Elle avait alors seize ans: ses instincts l'attiraient vers la race blanche, elle finit par se fixer complétement parmi les Européens.

Là, au bout de peu de temps; elle fut rencontrée par un jeune lieutenant qui avait un peu entendu raconter son histoire par les Settlers des frontières ou les Indiens éclaireurs dans l'armée. D'abord il lui accorda de la curiosité, puis de l'intérêt; enfin, un beau jour, il s'aperçut qu'il en était devenu profondément amoureux. En effet, les grâces natives, la réserve modeste, la candeur ingénue de Manonie étaient de nature à faire impression sur l'homme le moins sensible. Bientôt on pût se convaincre d'une chose surprenante, savoir qu'Henri Marshall, lieutenant de première classe dans les armées unies, fils de fière et riche famille, était le prétendant avoué et agréé d'une petite fille sauvage jusqu'alors dédaigneuse des meilleurs partis.—Car, il faut le dire, l'affection sincère et noble du jeune officier avait touché le cœur de Manonie; elle n'avait pu le lui dissimuler.

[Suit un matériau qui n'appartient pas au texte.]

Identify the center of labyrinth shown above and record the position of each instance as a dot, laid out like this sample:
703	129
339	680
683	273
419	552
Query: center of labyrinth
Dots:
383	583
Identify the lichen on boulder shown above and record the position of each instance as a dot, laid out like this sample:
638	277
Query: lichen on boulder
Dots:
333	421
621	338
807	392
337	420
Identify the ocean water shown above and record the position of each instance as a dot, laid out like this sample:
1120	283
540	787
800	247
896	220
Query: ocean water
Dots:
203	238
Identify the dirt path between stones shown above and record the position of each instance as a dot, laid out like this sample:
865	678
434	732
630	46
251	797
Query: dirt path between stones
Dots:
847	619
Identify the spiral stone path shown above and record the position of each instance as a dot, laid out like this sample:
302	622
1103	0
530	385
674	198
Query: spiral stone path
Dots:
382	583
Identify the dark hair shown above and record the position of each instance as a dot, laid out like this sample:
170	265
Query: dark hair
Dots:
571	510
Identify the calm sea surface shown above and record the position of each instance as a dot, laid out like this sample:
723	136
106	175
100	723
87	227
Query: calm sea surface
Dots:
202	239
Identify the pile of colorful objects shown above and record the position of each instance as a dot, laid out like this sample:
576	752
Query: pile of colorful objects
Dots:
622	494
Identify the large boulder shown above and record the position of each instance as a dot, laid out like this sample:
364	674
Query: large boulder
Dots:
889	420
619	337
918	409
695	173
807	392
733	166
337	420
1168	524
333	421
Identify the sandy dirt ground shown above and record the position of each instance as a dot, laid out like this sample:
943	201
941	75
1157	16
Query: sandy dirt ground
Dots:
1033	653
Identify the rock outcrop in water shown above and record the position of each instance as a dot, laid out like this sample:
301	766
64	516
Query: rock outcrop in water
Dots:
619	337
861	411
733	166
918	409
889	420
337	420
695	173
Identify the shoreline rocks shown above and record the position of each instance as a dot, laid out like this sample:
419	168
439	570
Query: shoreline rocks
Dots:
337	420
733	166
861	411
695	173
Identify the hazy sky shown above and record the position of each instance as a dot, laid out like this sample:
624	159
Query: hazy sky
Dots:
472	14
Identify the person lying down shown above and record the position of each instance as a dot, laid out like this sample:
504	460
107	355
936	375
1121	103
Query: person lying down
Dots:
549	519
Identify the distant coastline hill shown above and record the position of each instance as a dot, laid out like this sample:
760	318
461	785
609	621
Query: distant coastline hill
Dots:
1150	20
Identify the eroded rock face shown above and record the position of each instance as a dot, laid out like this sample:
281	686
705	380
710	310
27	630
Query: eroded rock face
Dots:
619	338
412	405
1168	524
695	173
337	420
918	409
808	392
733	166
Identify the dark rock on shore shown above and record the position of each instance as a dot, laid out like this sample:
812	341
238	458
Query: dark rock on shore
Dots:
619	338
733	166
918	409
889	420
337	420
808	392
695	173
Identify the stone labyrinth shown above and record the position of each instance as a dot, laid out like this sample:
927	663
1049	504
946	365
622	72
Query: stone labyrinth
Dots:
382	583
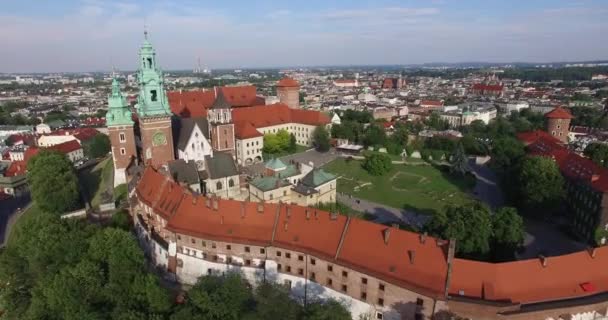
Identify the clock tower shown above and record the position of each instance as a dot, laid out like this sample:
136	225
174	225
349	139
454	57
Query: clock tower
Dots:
153	110
120	131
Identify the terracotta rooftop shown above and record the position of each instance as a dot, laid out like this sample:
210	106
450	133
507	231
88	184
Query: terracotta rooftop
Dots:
559	113
288	82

Les fiançailles eurent lieu avec un immense retentissement parmi les tribus indiennes. Cette nouvelle excita plus d'une secrète et amère jalousie. Nemona y fit peu d'attention, car aucun lien de famille ne l'attachait à Manonie; mais Wontum en fût outré, et se promit d'exercer la plus terrible vengeance.

Comme il avait une influence considérable dans sa peuplade, il ne lui fut pas difficile de trouver des adhérents tout prêts à l'aider dans ses projets. Ainsi secondé il entreprit de la faire prisonnière dans le village Indien; mais elle eût l'adresse de s'échapper et parvint à gagner heureusement le Fort.